Fry in his own words
In Patrick Ferriday’s excellent book on the 1912 Triangular Tournament Before The Lights Went Out, Ferriday quotes Fry writing in his own Fry’s Magazine prior to the tournament, wherein Fry espoused an early version of the central contract for Test players while pinning his colours to the flag as possible captain of England:-
“But I certainly think that a team which plays regularly together fashions that easy and confident state of mind which is all so much to the good in batsmen – where as a team which is collected for the occasion from the four quarters of England and does not know itself as a team is liable to find its batting disadvantageously affected – a team feels its corporate existence and a team that plays regularly together is more likely to bat up to the true individual form of its members than a viryally scratch team.
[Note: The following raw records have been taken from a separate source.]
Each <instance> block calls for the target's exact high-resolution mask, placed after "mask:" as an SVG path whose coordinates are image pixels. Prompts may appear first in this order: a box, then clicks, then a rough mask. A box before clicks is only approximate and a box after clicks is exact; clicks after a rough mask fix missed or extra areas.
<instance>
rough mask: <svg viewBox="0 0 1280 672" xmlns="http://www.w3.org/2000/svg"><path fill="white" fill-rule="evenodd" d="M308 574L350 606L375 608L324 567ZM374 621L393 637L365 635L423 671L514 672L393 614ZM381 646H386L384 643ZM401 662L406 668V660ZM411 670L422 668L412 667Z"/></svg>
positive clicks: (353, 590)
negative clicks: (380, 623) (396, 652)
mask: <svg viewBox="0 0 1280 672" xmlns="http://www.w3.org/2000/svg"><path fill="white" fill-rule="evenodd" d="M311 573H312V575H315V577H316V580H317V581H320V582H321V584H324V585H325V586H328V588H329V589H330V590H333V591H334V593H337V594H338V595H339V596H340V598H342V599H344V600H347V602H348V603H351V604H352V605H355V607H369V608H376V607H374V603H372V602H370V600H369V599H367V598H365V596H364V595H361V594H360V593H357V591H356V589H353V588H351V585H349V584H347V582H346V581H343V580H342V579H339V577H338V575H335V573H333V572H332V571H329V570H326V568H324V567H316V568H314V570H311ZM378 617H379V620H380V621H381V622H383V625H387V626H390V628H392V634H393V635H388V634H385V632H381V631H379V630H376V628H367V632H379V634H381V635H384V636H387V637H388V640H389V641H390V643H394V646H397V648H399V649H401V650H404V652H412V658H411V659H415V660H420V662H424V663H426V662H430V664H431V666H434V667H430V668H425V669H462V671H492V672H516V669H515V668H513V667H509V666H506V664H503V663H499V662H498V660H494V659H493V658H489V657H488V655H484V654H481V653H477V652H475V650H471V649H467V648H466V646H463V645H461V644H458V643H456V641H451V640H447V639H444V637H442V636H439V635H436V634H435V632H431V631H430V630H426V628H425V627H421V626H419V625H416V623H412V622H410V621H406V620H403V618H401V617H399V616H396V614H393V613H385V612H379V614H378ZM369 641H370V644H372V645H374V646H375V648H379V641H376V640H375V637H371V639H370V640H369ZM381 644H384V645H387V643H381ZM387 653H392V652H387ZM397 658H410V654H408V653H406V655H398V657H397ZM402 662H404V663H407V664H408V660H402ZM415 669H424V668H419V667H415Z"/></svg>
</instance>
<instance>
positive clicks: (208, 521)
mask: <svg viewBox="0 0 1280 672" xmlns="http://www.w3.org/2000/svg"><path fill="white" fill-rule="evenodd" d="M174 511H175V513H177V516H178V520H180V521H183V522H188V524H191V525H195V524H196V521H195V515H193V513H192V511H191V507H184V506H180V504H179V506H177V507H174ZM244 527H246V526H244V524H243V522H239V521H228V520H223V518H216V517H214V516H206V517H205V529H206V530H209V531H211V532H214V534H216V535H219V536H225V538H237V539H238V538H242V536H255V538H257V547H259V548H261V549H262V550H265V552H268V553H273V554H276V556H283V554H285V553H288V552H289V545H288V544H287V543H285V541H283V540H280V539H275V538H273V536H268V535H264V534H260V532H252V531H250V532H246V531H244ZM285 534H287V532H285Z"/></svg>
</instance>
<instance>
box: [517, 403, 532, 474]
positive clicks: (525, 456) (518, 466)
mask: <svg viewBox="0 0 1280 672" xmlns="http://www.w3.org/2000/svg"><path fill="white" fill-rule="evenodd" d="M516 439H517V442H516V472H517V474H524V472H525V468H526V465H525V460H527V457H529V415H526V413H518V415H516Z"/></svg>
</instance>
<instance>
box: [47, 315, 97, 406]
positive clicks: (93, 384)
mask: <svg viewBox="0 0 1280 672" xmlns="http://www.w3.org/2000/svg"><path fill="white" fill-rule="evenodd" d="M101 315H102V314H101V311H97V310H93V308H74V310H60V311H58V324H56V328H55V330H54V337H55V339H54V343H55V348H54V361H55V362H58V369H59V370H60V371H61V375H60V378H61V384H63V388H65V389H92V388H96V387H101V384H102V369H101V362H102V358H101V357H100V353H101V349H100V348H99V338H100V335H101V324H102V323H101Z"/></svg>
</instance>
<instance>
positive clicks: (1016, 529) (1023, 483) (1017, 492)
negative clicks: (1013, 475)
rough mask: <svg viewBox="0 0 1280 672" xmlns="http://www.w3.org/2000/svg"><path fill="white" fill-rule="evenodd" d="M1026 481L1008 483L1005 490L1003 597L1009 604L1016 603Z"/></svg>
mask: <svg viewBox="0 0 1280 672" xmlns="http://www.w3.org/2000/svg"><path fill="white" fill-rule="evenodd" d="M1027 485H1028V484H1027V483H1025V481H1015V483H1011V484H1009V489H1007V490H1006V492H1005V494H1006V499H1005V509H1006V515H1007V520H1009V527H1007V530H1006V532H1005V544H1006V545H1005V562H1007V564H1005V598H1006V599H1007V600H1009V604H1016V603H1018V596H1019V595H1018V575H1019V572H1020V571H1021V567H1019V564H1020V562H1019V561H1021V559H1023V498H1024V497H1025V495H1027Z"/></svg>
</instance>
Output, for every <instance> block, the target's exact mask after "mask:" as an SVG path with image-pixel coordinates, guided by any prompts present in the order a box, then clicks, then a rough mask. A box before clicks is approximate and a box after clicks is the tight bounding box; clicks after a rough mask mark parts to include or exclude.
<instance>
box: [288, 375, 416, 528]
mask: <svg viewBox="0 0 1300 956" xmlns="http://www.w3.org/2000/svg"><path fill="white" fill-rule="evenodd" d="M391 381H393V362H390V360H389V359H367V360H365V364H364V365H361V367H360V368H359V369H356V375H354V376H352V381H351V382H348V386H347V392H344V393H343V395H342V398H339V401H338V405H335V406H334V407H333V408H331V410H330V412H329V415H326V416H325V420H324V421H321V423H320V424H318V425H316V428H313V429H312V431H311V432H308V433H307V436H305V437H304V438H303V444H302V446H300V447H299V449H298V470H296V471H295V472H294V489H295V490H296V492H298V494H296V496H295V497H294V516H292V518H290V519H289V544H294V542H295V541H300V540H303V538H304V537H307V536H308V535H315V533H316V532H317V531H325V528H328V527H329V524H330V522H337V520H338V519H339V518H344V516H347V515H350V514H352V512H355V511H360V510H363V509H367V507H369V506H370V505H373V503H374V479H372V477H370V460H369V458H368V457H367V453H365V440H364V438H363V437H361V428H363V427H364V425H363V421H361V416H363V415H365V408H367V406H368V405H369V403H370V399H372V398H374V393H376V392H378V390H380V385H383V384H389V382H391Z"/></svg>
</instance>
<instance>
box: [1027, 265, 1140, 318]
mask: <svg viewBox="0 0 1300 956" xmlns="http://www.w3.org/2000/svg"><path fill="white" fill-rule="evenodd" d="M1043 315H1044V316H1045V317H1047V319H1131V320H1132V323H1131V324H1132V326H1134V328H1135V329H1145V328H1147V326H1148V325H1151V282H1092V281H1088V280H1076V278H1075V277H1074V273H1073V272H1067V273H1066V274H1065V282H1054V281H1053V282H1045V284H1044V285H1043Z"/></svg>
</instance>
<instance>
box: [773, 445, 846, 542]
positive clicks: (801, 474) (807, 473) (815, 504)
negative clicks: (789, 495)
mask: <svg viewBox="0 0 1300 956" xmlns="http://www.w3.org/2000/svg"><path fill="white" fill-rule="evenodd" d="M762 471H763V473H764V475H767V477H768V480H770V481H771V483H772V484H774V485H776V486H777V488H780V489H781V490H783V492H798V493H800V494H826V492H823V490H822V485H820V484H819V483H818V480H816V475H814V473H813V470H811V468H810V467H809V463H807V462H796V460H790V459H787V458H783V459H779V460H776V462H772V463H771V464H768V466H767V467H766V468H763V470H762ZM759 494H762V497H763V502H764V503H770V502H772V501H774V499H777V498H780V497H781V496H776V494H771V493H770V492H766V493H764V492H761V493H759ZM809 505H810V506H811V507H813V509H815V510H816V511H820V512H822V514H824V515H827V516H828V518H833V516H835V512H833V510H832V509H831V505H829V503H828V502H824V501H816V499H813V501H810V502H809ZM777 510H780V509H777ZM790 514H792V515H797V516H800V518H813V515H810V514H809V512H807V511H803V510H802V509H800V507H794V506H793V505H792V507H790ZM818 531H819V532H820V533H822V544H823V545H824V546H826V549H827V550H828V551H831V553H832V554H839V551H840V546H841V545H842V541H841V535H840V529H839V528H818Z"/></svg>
England teams in England are at a disadvantage in this respect. But the worst disability under which they labour is that the batsmen feel that they are “playing for their places” or are under an obligatoion to “justify their selection”. This induces an introspective frame of mind which is unsettling.”
This I feel gets to the heart of Fry’s batting problems in Tests – for the reasons he himself highlighted Fry was particularly nervous when batting for England. It is clear from the comments he made above that he felt that it was unfair to expect players to have to be continually unsure of their place in the England side, and indeed it may have offended his sensibilities as an amateur to have to do so – for Sussex and later Hampshire there was no doubt that if Fry was available, he was playing, a luxury which he would never enjoy for England except for the 1912 tournament when he was virtually picking the side himself – small wonder then that he would enjoy his finest hour on the international stage in those circumstances.
It’s impossible to say how good Fry could have been in Test cricket had he not suffered so much with his mental issues, whether it be nerves, sensitivity or something far more serious, and it’s just as impossible to read detailed studies of his life, such as Wilton’s book, without feeling simultaneously a degree of sadness at the issues Fry was faced with and frustrated at the enormous talent which, in the Test arena at least, remained unfulfilled. Perhaps if he had met and married someone that showed him more support he could have conquered his demons and gone on to even greater things – there are people in life who, no matter how capable they are, require a degree of certification and encouragement in order to give of their best. Ultimately this might also explain Fry’s need to embellish stories of his derring-do when by any standards he had already found, as he put it in the title of his autobiography, a life worth living.